Ничего не понимая, Скачков приблизился, глянул через головы и вдруг вонзился плечом вперед, полез.
– Леха! – крикнул он. – Алексей…
Да, это был Алексей Маркин, многострадальный вратарь команды, оставленный в венском госпитале, и вот, поднявшийся на ноги, подлеченный, недавно вернувшийся домой. Скачков схватил его за плечи, прижал к себе и снова отодвинул, но из рук не выпускал. Как он изменился, как его перевернуло! Шея Маркина была закована в широкий гипсовый воротник, края воротника вылезали во все стороны, отчего голова с постоянно задранным подбородком словно покоилась на блюде.
Маркин высвободился и поправил кепочку на затылке.
– Легче, Геш, башку сорвешь.

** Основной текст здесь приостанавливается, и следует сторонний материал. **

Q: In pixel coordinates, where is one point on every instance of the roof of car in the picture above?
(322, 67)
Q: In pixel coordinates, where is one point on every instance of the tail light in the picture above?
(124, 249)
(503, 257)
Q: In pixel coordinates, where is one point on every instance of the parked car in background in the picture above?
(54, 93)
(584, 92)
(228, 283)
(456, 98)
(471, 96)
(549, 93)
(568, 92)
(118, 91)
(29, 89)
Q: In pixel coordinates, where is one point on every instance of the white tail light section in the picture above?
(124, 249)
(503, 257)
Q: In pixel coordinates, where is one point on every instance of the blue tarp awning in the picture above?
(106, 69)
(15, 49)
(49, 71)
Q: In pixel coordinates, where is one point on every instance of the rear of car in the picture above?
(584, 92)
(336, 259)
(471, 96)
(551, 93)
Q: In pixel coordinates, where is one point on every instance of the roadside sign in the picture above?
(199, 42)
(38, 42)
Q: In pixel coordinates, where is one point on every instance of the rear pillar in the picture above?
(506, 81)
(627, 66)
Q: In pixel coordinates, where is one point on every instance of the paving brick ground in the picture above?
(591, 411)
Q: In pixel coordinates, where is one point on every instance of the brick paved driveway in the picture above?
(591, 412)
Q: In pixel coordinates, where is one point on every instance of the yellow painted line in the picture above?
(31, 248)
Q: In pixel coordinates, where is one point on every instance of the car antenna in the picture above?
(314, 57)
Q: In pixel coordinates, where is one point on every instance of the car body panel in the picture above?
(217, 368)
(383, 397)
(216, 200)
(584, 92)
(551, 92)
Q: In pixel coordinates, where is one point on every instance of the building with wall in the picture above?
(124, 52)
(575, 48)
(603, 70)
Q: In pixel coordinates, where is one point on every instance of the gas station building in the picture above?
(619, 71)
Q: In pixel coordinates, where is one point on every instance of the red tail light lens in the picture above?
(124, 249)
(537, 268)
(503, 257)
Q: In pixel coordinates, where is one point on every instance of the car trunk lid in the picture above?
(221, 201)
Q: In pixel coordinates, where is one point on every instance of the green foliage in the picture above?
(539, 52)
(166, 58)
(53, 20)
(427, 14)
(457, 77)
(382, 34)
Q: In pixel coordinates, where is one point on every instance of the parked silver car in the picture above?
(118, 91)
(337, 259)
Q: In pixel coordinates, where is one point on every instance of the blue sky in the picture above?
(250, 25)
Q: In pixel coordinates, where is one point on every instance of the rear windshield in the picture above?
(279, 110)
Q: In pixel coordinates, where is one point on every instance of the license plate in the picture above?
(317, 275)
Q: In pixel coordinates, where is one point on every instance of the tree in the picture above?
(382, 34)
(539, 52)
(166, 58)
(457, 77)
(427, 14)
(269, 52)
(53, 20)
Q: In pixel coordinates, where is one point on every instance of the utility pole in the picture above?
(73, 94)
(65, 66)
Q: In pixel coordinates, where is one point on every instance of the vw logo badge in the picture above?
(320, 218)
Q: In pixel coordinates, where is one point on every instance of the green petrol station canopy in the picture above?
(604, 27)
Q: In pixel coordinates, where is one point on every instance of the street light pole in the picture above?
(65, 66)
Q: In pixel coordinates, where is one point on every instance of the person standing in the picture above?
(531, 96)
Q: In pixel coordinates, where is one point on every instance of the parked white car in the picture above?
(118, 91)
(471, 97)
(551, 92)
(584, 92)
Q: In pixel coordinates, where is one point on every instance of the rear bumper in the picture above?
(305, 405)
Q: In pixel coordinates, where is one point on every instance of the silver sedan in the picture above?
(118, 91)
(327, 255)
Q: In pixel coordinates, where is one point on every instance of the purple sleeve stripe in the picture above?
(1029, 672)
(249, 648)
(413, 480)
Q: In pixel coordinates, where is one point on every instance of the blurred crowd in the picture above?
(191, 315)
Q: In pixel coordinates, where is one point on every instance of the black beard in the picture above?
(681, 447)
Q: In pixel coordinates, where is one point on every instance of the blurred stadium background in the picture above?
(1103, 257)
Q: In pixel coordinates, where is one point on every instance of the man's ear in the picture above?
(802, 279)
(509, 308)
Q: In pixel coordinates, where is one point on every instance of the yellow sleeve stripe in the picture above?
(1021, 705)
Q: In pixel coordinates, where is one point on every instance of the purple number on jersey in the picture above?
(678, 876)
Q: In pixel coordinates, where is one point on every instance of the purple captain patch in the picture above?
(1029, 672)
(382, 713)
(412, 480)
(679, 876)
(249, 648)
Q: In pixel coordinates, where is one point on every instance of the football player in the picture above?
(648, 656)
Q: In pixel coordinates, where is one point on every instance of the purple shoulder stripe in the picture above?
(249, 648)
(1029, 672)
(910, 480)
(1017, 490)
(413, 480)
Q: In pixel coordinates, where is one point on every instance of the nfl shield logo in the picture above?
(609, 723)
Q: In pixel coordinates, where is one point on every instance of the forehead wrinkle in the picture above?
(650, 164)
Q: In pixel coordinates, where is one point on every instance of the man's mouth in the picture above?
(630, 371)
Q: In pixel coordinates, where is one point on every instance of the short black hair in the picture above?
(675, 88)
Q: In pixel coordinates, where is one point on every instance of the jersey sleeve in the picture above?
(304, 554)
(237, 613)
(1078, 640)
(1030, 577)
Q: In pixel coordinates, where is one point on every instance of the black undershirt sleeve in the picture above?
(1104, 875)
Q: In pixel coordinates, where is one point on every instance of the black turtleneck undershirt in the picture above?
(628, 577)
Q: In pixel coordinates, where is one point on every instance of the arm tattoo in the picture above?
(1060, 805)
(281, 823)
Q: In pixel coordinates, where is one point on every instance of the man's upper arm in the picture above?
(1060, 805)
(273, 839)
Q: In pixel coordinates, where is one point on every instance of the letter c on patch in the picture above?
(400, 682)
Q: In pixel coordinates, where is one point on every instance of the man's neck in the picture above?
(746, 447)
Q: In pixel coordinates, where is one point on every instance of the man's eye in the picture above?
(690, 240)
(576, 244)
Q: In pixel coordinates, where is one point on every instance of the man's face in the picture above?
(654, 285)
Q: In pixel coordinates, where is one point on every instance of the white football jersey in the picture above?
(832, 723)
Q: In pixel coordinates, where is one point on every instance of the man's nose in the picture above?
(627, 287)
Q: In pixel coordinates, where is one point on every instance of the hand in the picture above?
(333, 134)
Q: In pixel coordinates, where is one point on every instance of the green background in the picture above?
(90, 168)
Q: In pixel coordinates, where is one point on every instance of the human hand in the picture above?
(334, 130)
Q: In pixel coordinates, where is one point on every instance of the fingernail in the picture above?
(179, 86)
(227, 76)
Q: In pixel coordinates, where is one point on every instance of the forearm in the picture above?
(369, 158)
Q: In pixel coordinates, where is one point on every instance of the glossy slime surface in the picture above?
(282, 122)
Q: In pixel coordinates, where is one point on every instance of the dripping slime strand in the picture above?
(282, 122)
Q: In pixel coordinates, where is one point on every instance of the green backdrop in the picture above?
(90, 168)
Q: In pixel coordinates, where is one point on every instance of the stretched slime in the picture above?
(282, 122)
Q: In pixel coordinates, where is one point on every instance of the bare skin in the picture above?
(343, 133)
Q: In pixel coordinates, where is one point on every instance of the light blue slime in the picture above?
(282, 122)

Она мне дорога, как память. Шутит! Значит, все в порядке.
– Ну… ты как? Что? Когда? Один здесь или со своими?
– Там все, – Маркин показал рукой на самый верх трибуны. Головой он не ворочал и, если надо было, поворачивался всем телом.
– Леха, так ты бы в раздевалку!
– Потом…
– Потом, потом! – передразнил Нестеров. – Знаешь, как надо сегодня выиграть?
– Болеть будем, поможем, – пообещал Маркин.
На лбу у него краснел свежий заживший шрам. Скачков вспомнил рассеченный висок Шевелева и подумал, что у футболистов, уходящих на покой, шрамы остаются отличительными чертами лиц.
– Братцы, братцы, – напомнил Иван Степанович, показывая на поле.
– Геш, – успел спросить Маркин, – говорят, отвальную играешь? Скачков, одной ногой уже на поле, смеясь, развел руками:
– Пора, наверное.
На лице Маркина появилось чистосердечное протестующее выражение: брось ты, скажешь тоже!